The debate began when Harvard law professor Jeannie Suk wrote in a New Yorker article that some law professors are dropping the study of rape law from their criminal law classes—and others are considering it—because of complaints by sensitive students.
Suk said she has heard from at least a dozen criminal law professors at multiple schools who said they are avoiding the subject because it’s not worth the risk of potential complaints.
Drew writes that she has also heard student complaints. “Those complaints center on both the insensitivity of the instructors as well as the retriggering of traumatic events,” Drew writes. “One law student complained that a film shown in his criminal law class depicted a graphic rape while adding nothing to academic debate. That film was shown without warning. Others complain of ‘discussions’ that amount to nothing more than victim blaming and that those comments are neither challenged nor defused by the instructor. Others complain of the failure of the professor to respond to misinformation, such as the myth that sexual assault complainants have a high rate of false reporting.”
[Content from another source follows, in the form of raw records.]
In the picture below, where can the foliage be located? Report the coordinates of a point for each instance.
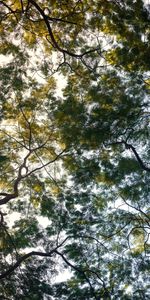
(74, 162)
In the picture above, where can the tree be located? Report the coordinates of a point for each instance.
(74, 168)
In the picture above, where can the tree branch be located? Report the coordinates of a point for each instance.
(54, 42)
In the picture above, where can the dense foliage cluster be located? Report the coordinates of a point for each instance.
(74, 149)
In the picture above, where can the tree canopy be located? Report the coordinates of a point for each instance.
(74, 149)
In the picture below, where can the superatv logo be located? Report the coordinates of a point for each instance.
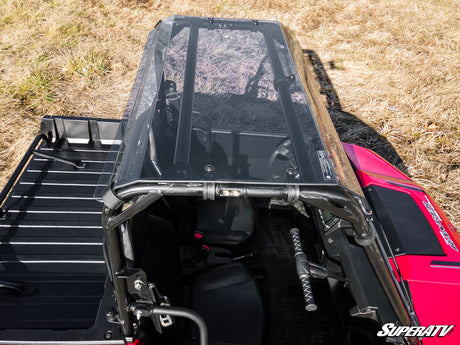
(391, 330)
(430, 208)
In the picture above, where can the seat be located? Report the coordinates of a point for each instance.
(226, 296)
(228, 300)
(226, 222)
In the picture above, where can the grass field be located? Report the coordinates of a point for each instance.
(390, 70)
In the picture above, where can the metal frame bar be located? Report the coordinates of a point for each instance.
(184, 131)
(281, 85)
(17, 172)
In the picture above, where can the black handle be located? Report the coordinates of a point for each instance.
(303, 270)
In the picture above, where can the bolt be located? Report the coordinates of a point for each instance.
(138, 314)
(209, 168)
(138, 284)
(290, 171)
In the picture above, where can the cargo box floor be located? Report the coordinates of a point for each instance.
(51, 243)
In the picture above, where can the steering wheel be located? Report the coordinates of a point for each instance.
(282, 160)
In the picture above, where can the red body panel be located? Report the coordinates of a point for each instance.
(435, 288)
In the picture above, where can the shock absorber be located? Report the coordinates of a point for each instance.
(303, 271)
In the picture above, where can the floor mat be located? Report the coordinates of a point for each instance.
(288, 322)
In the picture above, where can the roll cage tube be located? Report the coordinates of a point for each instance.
(334, 199)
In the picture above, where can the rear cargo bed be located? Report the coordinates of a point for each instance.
(51, 240)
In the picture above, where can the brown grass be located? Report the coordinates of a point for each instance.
(394, 64)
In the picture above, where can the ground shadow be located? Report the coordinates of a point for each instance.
(349, 127)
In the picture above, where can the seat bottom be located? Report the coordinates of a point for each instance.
(228, 300)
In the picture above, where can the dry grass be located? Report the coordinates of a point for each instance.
(394, 64)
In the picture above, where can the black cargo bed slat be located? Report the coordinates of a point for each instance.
(17, 232)
(52, 204)
(59, 250)
(51, 237)
(15, 217)
(53, 165)
(59, 177)
(56, 267)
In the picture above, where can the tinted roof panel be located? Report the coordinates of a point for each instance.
(221, 100)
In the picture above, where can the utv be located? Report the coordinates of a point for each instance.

In other instances where a class would be tackling potentially traumatic subjects, Drew writes, professors would be likely to propose alternative solutions for students. “For example, would a film or history professor who intends to show Hurt Locker in class not consider the potential impact on the one third of his class that are recent returning war veterans? If no warning was given to the class of what was about to happen, would the resulting re-triggering of traumatic symptoms be unexpected? In Trauma and Recovery, Dr. Judith Herman documented the commonality of responses between intimate-partner-abuse survivors and returning war veterans. For whatever reason, when gender is added to the discussion, the sensitivity factor diminishes.”
Drew, a past chair of the ABA Commission on Domestic and Sexual Violence, suggests that law professors should:
• Allow students to skip classes that address rape law, without adverse consequences.
• Curb jokes on the topic, and address stereotypes and myths that arise in classroom discussion.
• Be sensitive about the framing of questions. Having students argue positions with which they don’t agree may be inappropriate during the study of sexual assault law.